El prisionero terminó su ruego con un suspiro; acababa de encontrar los labios de la joven, no por accidente, no por sorpresa, como cien años más tarde Saint-Preux debía encontrar los labios de Julie.

Rosa huyó.

Cornelius se quedó con el alma suspendida en sus labios, el rostro pegado al postigo.

Se ahogaba de alegría y de felicidad. Abrió la ventana y contempló largo tiempo, con el corazón rebosante de dicha, el azul sin nubes del cielo, la luna que plateaba el doble río, destellando más allá de las colinas. Se llenó los pulmones del aire generoso y puro, el espíritu de dulces ideas, el alma de reconocimiento y de admiración religiosa.

—¡Oh! ¡Vos estáis siempre allá arriba, Dios mío! —exclamó, medio prosternado, con los ojos ardientemente tendidos hacia las estrellas—. Perdonadme por haber casi dudado de Vos en estos últimos días: Vos os ocultabais detrás de vuestras nubes, y por un instante dejé de veros, Dios bueno, Dios eterno, Dios misericordioso. ¡Pero hoy!, esta tarde, esta noche, ¡oh!, Os veo todo entero en el espejo de vuestros cielos y, sobre todo, en el espejo de mi corazón.

¡Estaba curado, el pobre enfermo; estaba libre, el pobre prisionero!

Durante una parte de la noche, Cornelius permaneció colgado de los barrotes de su ventana, con el oído presto; concentrando sus cinco sentidos en uno solo, o más bien, en dos solamente, miraba y escuchaba.

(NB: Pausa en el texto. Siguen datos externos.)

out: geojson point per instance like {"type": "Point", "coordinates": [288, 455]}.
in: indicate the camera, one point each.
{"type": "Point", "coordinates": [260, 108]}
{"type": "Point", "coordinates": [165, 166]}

Miraba el cielo y escuchaba a la tierra.

Luego, con la mirada vuelta de cuando en cuando hacia el corredor, se decía:

«Allá abajo está Rosa, Rosa que vela como yo, que como yo espera de minuto en minuto; allá abajo, ante los ojos de Rosa está la flor misteriosa, que vive, que se entreabre, que se abre. Tal vez en este momento Rosa tiene el tallo del tulipán entre sus delicados y tibios dedos. Toca ese tallo suavemente. Tal vez roce con sus labios su cáliz entreabierto; rózalo con precaución, Rosa, tus labios arden; tal vez en este momento, mis dos amores se acarician bajo la mirada de Dios.»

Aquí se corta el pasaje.